We can’t tell you how many times we’ve been asked this question…but it’s a lot! Therefore, we thought it was about time we put our answer down in black and white.

First and foremost, it’s commonly known that employees need to have chalked up two years’ service in order to be able to claim ordinary unfair dismissal.

That said if the disciplinary procedure is contractual and it’s not followed during the dismissal process, the employee could claim breach of contract. Granted, a successful claim in this regard will only result in an award for damages in respect of lost earnings for the length of time it would have taken to follow the disciplinary procedure. However, it’s probably a claim that employers could do without having to spend time and money on defending.

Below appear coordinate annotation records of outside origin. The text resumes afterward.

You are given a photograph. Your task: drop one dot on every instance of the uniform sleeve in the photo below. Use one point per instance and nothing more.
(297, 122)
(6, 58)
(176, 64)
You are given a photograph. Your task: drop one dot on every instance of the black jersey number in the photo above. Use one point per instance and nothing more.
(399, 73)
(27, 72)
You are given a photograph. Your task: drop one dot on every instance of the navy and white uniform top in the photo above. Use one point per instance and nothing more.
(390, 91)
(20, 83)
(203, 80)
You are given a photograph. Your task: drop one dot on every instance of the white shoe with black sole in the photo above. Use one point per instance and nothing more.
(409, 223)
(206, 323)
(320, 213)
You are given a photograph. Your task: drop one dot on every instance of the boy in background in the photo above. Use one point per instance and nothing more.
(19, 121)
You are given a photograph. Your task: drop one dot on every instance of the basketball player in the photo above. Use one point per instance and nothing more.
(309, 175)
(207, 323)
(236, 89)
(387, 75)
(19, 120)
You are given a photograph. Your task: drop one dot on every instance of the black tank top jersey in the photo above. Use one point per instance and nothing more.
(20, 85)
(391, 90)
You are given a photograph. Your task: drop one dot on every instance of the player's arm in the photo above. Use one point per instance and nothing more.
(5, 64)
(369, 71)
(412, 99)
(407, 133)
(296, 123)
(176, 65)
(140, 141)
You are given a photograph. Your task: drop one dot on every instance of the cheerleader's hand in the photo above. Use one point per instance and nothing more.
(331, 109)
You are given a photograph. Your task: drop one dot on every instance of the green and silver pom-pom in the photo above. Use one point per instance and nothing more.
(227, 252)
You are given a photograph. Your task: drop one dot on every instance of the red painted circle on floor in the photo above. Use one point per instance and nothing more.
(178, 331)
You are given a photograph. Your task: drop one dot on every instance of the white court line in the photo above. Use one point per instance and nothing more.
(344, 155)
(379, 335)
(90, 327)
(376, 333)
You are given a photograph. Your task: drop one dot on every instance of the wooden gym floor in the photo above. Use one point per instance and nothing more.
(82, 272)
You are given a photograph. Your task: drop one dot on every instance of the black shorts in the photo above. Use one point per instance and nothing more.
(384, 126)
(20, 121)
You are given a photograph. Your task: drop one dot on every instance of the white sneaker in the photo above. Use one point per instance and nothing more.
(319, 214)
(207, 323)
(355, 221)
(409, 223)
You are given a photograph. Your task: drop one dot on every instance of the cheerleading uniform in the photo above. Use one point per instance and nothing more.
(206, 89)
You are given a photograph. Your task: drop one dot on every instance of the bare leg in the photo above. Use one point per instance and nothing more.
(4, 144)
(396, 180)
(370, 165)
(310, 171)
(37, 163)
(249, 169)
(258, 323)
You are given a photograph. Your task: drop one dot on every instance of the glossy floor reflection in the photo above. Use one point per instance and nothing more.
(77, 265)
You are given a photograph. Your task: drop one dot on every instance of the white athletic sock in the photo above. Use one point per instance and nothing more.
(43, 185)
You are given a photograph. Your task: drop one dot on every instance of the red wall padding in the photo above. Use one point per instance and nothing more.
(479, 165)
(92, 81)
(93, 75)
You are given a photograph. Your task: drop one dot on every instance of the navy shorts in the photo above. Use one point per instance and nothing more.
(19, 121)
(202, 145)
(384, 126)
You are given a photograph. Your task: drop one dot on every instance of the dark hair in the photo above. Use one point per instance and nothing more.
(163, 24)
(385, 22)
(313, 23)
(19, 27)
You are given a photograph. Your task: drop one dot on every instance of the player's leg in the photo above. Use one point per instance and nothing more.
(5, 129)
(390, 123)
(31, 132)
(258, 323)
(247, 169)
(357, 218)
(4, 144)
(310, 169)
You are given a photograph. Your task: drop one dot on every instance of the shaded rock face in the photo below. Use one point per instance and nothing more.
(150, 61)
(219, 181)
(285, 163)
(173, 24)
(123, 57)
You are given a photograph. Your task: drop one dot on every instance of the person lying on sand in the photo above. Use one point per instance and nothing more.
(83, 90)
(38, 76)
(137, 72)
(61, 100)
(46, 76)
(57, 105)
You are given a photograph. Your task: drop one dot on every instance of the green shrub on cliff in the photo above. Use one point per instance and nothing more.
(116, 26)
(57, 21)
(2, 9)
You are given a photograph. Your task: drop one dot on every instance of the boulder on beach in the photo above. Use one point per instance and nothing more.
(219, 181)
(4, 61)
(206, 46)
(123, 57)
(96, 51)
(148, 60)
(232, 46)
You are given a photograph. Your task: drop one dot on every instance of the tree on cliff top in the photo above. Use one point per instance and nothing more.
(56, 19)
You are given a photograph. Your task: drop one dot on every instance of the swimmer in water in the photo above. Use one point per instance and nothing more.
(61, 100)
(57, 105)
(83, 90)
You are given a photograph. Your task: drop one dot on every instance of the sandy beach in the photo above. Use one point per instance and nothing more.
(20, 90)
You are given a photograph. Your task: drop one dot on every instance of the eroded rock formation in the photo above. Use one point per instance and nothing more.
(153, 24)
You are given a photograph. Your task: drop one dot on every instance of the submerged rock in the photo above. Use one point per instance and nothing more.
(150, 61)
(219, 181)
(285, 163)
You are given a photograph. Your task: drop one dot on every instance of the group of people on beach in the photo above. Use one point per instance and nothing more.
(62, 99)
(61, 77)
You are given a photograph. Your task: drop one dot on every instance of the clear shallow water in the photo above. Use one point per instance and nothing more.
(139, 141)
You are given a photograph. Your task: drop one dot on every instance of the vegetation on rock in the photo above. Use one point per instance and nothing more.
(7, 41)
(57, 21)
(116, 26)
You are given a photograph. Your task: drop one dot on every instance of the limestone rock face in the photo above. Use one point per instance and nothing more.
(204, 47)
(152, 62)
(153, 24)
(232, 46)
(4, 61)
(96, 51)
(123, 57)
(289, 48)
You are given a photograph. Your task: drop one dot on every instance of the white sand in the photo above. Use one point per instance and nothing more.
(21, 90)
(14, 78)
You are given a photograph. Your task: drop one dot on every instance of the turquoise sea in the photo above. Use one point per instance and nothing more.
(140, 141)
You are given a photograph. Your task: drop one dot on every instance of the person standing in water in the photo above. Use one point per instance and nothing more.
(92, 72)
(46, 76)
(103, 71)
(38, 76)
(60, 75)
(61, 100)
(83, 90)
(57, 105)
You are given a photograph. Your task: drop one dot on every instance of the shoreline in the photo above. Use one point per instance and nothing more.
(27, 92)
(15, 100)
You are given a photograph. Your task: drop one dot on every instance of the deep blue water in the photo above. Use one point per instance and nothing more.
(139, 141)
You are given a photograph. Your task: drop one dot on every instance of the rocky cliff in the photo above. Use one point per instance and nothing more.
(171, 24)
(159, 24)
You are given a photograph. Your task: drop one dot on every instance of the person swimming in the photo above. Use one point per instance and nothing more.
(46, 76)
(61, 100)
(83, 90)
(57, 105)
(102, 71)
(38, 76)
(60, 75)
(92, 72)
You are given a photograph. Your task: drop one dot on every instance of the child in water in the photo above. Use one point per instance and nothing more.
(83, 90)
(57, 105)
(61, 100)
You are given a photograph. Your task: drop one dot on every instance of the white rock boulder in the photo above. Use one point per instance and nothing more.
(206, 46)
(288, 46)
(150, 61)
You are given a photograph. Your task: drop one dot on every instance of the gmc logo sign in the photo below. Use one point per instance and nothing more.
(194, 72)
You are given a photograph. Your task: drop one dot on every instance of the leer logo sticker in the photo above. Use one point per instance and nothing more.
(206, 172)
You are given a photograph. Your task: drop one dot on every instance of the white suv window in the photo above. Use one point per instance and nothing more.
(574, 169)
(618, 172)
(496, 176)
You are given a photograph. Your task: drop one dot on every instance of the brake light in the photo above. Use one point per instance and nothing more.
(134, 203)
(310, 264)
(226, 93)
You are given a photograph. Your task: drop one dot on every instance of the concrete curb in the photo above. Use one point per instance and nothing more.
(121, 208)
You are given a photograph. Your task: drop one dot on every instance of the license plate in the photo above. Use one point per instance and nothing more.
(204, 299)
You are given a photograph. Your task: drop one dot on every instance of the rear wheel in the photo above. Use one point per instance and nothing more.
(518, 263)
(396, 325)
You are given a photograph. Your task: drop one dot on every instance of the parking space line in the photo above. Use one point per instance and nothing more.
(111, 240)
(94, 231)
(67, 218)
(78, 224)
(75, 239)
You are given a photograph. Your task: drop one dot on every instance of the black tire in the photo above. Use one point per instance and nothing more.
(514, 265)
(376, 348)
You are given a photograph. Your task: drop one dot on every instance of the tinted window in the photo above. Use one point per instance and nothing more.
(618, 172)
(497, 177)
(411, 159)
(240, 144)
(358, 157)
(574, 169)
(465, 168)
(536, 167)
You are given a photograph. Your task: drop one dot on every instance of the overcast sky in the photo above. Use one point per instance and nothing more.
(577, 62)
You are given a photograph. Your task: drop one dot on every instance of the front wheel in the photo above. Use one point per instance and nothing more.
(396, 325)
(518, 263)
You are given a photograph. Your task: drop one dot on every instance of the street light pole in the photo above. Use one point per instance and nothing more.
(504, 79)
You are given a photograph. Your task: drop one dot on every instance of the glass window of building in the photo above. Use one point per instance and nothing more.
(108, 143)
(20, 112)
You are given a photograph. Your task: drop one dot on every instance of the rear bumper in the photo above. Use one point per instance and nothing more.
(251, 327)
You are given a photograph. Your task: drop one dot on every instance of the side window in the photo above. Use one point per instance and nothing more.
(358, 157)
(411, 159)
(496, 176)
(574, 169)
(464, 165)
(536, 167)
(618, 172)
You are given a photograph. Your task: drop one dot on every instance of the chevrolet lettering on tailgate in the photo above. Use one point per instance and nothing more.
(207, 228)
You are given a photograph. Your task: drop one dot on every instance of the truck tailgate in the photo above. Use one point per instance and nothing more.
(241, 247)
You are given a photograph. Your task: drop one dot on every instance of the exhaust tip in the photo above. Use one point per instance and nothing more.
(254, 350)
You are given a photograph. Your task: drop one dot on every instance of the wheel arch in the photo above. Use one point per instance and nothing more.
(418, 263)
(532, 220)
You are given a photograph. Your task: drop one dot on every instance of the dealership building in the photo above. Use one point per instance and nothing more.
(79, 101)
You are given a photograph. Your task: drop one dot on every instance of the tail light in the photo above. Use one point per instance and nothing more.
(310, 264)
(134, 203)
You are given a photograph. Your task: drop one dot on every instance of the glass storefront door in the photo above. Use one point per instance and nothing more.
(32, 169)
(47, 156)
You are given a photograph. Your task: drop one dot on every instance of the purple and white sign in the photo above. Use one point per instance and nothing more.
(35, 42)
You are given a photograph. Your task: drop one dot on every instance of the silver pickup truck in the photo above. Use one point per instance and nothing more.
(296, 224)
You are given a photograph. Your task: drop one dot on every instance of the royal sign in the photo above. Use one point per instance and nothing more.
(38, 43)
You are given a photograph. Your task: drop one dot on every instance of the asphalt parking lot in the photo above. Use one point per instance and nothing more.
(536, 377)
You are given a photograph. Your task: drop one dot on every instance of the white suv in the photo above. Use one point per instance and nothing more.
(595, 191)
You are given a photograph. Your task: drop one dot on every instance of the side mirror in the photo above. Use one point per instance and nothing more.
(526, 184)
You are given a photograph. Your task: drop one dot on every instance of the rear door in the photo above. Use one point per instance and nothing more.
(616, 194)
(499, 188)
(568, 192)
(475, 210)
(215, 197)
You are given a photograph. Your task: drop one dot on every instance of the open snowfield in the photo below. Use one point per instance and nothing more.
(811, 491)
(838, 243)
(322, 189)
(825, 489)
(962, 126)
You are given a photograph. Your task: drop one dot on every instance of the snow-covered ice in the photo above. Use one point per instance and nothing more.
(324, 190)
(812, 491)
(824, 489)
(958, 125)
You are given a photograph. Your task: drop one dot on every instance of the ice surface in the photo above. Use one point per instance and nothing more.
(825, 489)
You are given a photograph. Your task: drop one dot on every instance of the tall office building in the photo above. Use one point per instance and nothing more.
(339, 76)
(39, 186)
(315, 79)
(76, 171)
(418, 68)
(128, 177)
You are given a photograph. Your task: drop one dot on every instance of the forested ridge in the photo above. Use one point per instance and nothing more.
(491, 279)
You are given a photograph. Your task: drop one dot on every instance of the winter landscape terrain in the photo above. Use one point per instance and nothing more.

Furthermore, it’s also the case that there’s no qualifying service requirement applicable to discrimination claims, or claims for automatically unfair dismissal where termination was for an unlawful reason such as health & safety or pregnancy. Regarding the former, it won’t always be clear whether there’s potential for a discrimination claim arising from dismissal, so it’s sometimes wise to at least go some way towards following a “fair” procedure in the lead-up to dismissal in order, for example, to reduce the risk of a 25% uplift to the compensatory award for failure to follow the relevant Acas Code of Practice.

In summary then, it’s usually the case that employers should use a “horses for courses” approach to the headline question here and adapt the procedure they follow (or lack of it!) to the circumstances at hand. Adopt a “one size fits all approach” and it’ll probably catch up with you at some stage.